One hesitates to take issue with a famous scholar, but one argument jars. Lévi-Strauss does not feel it necessary to visit the Pacific Coast himself; he says it would be futile, because the cultures are "ruinous." Even in the seven years since the book was first published we have seen that the cultures of the Pacific Northwest are far from "ruinous." One critic has said "to understand a poem one must stand where the poet stood." So with other works of art specific to a locality or a culture. To understand Pacific Northwest masks, one must come to the Pacific Northwest and stand between the mountains and the sea. Fine-spun theories have a way of dissolving into sudden insight upon direct personal experience. I kept looking for the masks to be somehow tied to the very strong spiritual sense of the Salish people, but found almost no mention of it.
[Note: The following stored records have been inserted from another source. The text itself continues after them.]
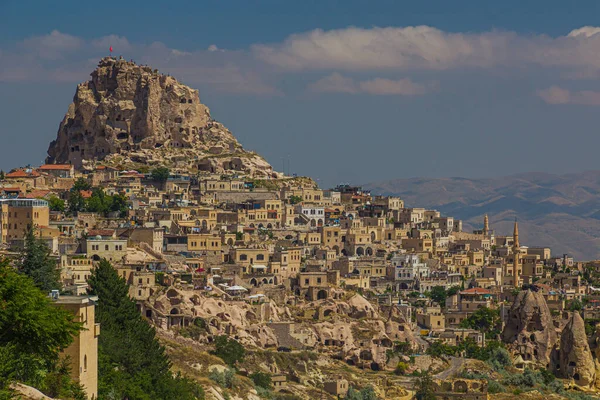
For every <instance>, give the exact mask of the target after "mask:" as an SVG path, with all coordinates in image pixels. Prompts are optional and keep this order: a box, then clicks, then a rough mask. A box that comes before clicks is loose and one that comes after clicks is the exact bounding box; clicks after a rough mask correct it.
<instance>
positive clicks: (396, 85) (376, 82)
mask: <svg viewBox="0 0 600 400" xmlns="http://www.w3.org/2000/svg"><path fill="white" fill-rule="evenodd" d="M359 87H360V88H361V90H362V91H363V92H365V93H369V94H379V95H401V96H418V95H422V94H425V93H427V92H428V91H429V88H427V87H426V86H424V85H421V84H419V83H415V82H413V81H411V80H410V79H407V78H405V79H399V80H392V79H383V78H375V79H372V80H368V81H364V82H360V83H359Z"/></svg>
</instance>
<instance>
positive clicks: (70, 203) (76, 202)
mask: <svg viewBox="0 0 600 400" xmlns="http://www.w3.org/2000/svg"><path fill="white" fill-rule="evenodd" d="M83 210H85V199H84V198H83V196H82V194H81V192H80V191H79V190H71V192H70V193H69V208H68V211H69V214H76V213H78V212H80V211H83Z"/></svg>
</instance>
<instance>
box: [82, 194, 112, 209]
mask: <svg viewBox="0 0 600 400" xmlns="http://www.w3.org/2000/svg"><path fill="white" fill-rule="evenodd" d="M111 202H112V200H111V198H110V196H107V195H106V194H105V193H104V189H102V188H94V189H93V190H92V196H91V197H90V198H89V199H87V201H86V202H85V209H86V210H87V211H89V212H95V213H99V214H106V212H107V211H108V210H109V208H110V206H111Z"/></svg>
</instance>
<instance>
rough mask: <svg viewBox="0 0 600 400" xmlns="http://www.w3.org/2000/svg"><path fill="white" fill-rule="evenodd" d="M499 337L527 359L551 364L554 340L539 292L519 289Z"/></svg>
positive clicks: (553, 325) (551, 322) (548, 309)
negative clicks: (550, 362) (521, 289)
mask: <svg viewBox="0 0 600 400" xmlns="http://www.w3.org/2000/svg"><path fill="white" fill-rule="evenodd" d="M502 340H503V341H504V342H505V343H509V344H511V345H512V347H513V348H514V350H515V351H516V352H518V353H519V354H521V355H522V357H523V359H525V360H526V361H530V360H531V361H538V362H539V363H540V364H542V365H543V366H544V367H546V366H548V365H549V364H550V355H551V352H552V349H553V347H554V345H555V344H556V342H557V334H556V330H555V328H554V325H553V322H552V315H551V314H550V310H549V309H548V305H547V304H546V300H544V296H543V295H542V294H541V293H539V292H532V291H530V290H524V291H521V292H520V293H519V294H518V295H517V297H516V299H515V302H514V303H513V305H512V307H511V308H510V311H509V313H508V319H507V321H506V325H505V327H504V331H503V332H502Z"/></svg>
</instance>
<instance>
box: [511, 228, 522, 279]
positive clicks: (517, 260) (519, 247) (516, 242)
mask: <svg viewBox="0 0 600 400" xmlns="http://www.w3.org/2000/svg"><path fill="white" fill-rule="evenodd" d="M513 238H514V242H513V257H514V262H513V276H514V281H515V282H514V283H515V287H519V275H520V274H519V264H520V258H521V246H520V245H519V223H518V222H517V220H516V218H515V228H514V231H513Z"/></svg>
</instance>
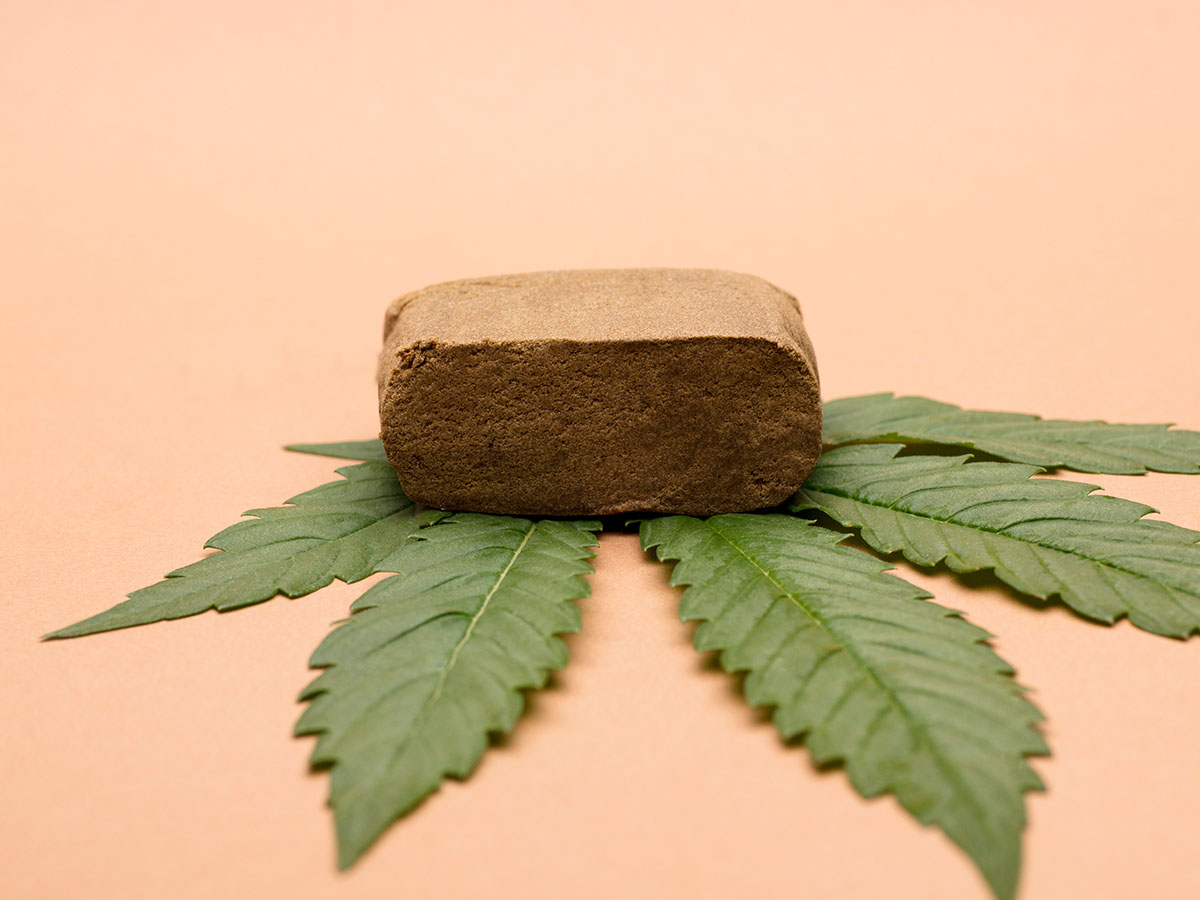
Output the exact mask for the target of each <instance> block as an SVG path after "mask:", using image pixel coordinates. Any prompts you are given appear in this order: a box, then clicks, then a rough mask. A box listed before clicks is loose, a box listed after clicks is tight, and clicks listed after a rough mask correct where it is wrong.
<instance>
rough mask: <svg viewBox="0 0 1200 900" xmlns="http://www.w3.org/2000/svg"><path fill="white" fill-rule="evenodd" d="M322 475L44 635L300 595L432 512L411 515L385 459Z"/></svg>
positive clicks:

No attempt is made, either, to assess the different versions of the masks as art, although the illustrations themselves are plentiful, unusual, and superb. As an anthropologist, the author is concerned with common features, not with individual artists. As an anthropologist, however, Lévi-Strauss rejects the straight-jacket of kinship systems, with all the specialized terms, as not fitting Pacific Northwest culture. He has added instead the concept of "houses" with a definite geographical location.

The book is a sure-to-be-discussed addition to Pacific Northwest anthropology. (The book jacket says "controversial.") It will be useful in its new English translation, with a bibliography in four languages, to university students, not to schools.

Grace E. Funk, Harwood E. S., Vernon, BC.